すると、そんな中でも変わらず表情の明るい金髪の青年が一人、自分が食べたと言い出した。


「ファルクがいるからちょっと食べてみたけど、1週間血便血尿に血混じりのゲロで最悪だったな」

「医官として前線初仕事がアホの介抱になるとは思わなかった」

「これが魔力を得るためにご先祖達が通った道って、完全に歴史の再現でちょっと面白かったけどな」

「生きてるから面白いで済んでるんだ、二度とやるな」

「魔力持ちたいとは思ってないけど、みんなが不味いって言いながら野菜食ってるのに、魔物肉は何も言わないから興味湧くだろ?学生時代に食った野菜は翌日グロッキーぐらいだったから、そんなもんだと思ったんだよ」

「なんでお前が書類審査通ったのか分からん」

「1週間そんな状態になったのによく現場に復帰する気になりましたね」

「教会に恨みつらみはあるけど、土地には無いからな。知らない大地は見てみたいだろ」


血反吐を吐いたらしい青年は豪快に笑いながら理由を言った。

本人には笑い話になっているようだが、コルトは歴史の再現という言葉に胸が傷んだ。

今は当たり前になっている共族の魔力保有。

少量の魔物の肉ですらそのような状態になるのに、それに耐えてでも魔力を得ようとした当時の彼らの執念と、そうせざるを得なかった状況が苦しい。

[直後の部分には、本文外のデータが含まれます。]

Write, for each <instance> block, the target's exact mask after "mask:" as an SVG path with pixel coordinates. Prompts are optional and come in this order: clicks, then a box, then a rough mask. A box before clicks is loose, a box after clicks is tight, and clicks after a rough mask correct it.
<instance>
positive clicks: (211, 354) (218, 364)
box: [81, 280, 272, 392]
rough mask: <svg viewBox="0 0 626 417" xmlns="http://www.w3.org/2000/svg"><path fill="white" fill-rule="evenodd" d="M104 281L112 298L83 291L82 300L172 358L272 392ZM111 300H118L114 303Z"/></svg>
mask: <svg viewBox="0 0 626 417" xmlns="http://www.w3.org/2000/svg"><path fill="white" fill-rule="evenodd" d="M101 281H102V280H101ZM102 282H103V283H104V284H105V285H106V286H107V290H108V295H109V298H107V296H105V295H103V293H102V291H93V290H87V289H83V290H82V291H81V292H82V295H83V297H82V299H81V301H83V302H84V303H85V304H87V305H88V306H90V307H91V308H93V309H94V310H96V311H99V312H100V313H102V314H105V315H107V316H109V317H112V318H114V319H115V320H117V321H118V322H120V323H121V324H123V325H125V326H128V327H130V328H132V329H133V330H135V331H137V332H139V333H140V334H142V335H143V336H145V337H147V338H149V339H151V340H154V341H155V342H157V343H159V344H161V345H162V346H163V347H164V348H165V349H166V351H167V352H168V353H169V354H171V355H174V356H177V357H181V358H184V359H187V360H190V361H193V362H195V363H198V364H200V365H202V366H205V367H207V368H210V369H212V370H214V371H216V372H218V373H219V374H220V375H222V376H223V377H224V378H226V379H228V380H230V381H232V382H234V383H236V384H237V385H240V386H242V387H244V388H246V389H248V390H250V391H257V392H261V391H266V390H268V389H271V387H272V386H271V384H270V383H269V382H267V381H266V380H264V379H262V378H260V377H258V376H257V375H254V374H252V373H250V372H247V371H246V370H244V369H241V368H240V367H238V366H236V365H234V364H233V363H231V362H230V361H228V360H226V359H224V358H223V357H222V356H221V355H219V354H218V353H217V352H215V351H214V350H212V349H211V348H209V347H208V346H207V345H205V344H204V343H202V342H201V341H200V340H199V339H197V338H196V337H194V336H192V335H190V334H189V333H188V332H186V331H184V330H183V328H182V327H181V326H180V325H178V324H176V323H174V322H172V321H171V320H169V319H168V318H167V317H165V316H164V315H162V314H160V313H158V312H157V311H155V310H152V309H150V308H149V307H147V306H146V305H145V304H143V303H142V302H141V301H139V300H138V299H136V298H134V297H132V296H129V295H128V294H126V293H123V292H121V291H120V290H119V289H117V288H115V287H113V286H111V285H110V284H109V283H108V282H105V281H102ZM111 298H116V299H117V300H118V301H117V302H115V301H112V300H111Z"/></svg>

だが、そこまで苦労して手に入れた力だからこそ、それの維持に躍起になっているのかもしれない。


「これじゃ共族はもう魔力を手放さないだろうな」

「今更だろ。あの貧弱なリンシアが今のアンリと同じ年齢になった時に、同じ事ができるとは全く思わねぇな」

「ははっ、そうだね」


40キロはある槍斧を片手で軽々と振り回しているアンリを思い出し、コルトは苦笑した。

そしてひっそりとため息をついた。

それを微妙な顔で見下ろしている者がいるとは気付かずに。


「お前らいつまで駄弁ってるんだ、まだ勤務時間だろ、そろそろ切り上げろ」


各々が関連してお喋りしていると、隊長が一喝を入れた。

するとそれまでの緩みきった態度が嘘のように背筋を伸ばして整列すると、端の一人の号令で敬礼をし、それぞれの持ち場に戻っていった。

一人だけ残った焦げ茶髪の青年がニールだろう。


「待たせて悪かったね、コルトくん。部屋に案内するよ。荷物を置いたらシャワーとか浴びたくないか?水しか出ないが、一応風呂の体裁は整えてるぞ」

「ぜひ!お願いしいます!」


風呂に入るなど何ヶ月ぶりの話だろうか。

川で水浴びくらいはしたが、専用というと前にラグゼルを出て以降は入っていない。

色々と考えてしまう事はあるが、今はやるべき事をやらなくてはならない。

体を綺麗にするのは良い気分転換になるだろう。

荷物を置くと、真っ先にシャワールームに向かった。